I find it both interesting and appalling how government bodies actually do things like this. I mean, they don't just write reports saying that they are doing something that they're not. They find a way to manipulate the rules to make it look like they're doing more than they are. Emilie and Friends sat down with Aaron Feinstein of the Office of the Inspector General to discuss just how the city fudges the numbers. Here's a summary, although you can read their entire conversation on page 32 of the full report.
- Overstating the number of certified contractors: While the city has 2,500 businesses that have been certified as minority- or women-owned businesses, only a tiny percentage of those get contracts.
- Routing $$ to the few: Of the few businesses that actually do win contracts, 10 businesses got 42 percent of that money.
- Playing on the JV team: Bigger businesses can set up what are called "Joint Ventures." They can't get contracts because they're too big, but the smaller, minority-owned arm can. It's totally legal. Emilie and Friends found several businesses with the same name with an address both in the city and the suburbs.
- Fronts: The inspector general's office identified many companies whose business is supposedly an MWBE but actually owned by someone else.
- Pass-throughs: Other businesses receive money and just funnel it to another business that does the actual work.

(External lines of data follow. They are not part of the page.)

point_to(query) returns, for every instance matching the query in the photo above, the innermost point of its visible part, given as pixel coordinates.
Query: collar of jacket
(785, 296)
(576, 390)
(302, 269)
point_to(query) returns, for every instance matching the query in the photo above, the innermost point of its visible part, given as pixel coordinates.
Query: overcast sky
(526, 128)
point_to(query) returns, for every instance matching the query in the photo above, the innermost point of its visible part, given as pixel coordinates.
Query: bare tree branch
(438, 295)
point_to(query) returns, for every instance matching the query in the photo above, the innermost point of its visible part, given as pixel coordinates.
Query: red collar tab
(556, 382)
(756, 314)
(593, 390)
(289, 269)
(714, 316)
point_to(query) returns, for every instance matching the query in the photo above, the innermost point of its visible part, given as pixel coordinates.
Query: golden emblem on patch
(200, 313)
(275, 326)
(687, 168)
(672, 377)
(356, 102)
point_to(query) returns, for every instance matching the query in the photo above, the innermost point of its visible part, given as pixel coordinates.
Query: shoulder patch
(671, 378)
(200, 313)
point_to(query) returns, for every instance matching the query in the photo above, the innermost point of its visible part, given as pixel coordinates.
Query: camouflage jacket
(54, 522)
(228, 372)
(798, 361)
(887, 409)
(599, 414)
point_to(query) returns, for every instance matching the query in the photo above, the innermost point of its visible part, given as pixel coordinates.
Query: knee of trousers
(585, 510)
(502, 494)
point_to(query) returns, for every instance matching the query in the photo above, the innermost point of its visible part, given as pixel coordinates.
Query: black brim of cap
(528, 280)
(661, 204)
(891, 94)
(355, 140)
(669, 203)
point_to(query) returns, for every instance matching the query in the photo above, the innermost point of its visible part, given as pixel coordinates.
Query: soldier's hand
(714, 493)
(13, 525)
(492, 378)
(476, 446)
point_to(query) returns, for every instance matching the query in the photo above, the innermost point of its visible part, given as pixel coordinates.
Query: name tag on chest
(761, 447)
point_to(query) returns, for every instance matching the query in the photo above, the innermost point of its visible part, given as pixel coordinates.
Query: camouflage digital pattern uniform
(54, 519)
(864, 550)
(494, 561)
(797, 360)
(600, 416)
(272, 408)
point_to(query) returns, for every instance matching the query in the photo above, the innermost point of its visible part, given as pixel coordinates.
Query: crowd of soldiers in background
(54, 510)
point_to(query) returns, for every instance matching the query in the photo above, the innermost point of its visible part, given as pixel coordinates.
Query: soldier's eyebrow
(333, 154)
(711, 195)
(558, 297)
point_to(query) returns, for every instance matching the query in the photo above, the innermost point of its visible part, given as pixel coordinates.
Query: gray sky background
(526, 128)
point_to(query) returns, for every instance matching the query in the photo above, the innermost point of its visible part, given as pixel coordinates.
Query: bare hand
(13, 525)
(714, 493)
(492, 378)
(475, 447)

In addition, many contracts for MWBEs are for supplies, so the company actually makes very little profit in the end even though the contract amount looks large.
- Reporting awards, not payments: Say the city picks a MWBE for a $10 million job but only ends up paying them $5 million. The $10 million is what the city puts down in its books for MWBE contracts, even though it only paid the company half that. Feinstein said if the city overreported at the rate it did in 2008 for the whole span of the program, it would mean $400 million less went to MWBEs than it told us.
This summer, The Chicago Reporter investigated our state MWBE program and found that it too seemed to have methods of making its program look better than it was. Our investigation, Empty Jackpot, showed that many Illinois companies don't think the playing field is as level as the state would like us to believe.
One method was something I liked to call "fudging the denominator." Imagine you had a bowl of candy, and you told your child that he could have half the bowl. Sounds generous, right? But really, before he got to the table, you emptied the bowl by half, so really, he was only getting a quarter of the candy you had.
It might be a good parenting strategy, but many suspect the state is doing it too. While the MWBE law is supposed to apply to all contracts, different state departments hide contracts from the program, saying they could only possibly be fulfilled by one particular vendor or shouldn't be bid competitively. All those contracts are hidden in the bag, so when the state says it's fulfilling its 20 percent goal, it's only 20 percent of the contracts it left on the table, not all the contracts it awards.
The city, in effect, is fudging the numerator--saying it paid businesses money that it actually didn't and thereby making its percentage goals. The state, however, may be fudging the denominator--making it smaller so that the number on top looks like a bigger percentage.
A lot of times, people get stuck on whether or not these programs should be around--if they're unjust or unfair to business. But it seems like most of the time, we've yet to see if one could actually work. Maybe the good it could do would change the discussion.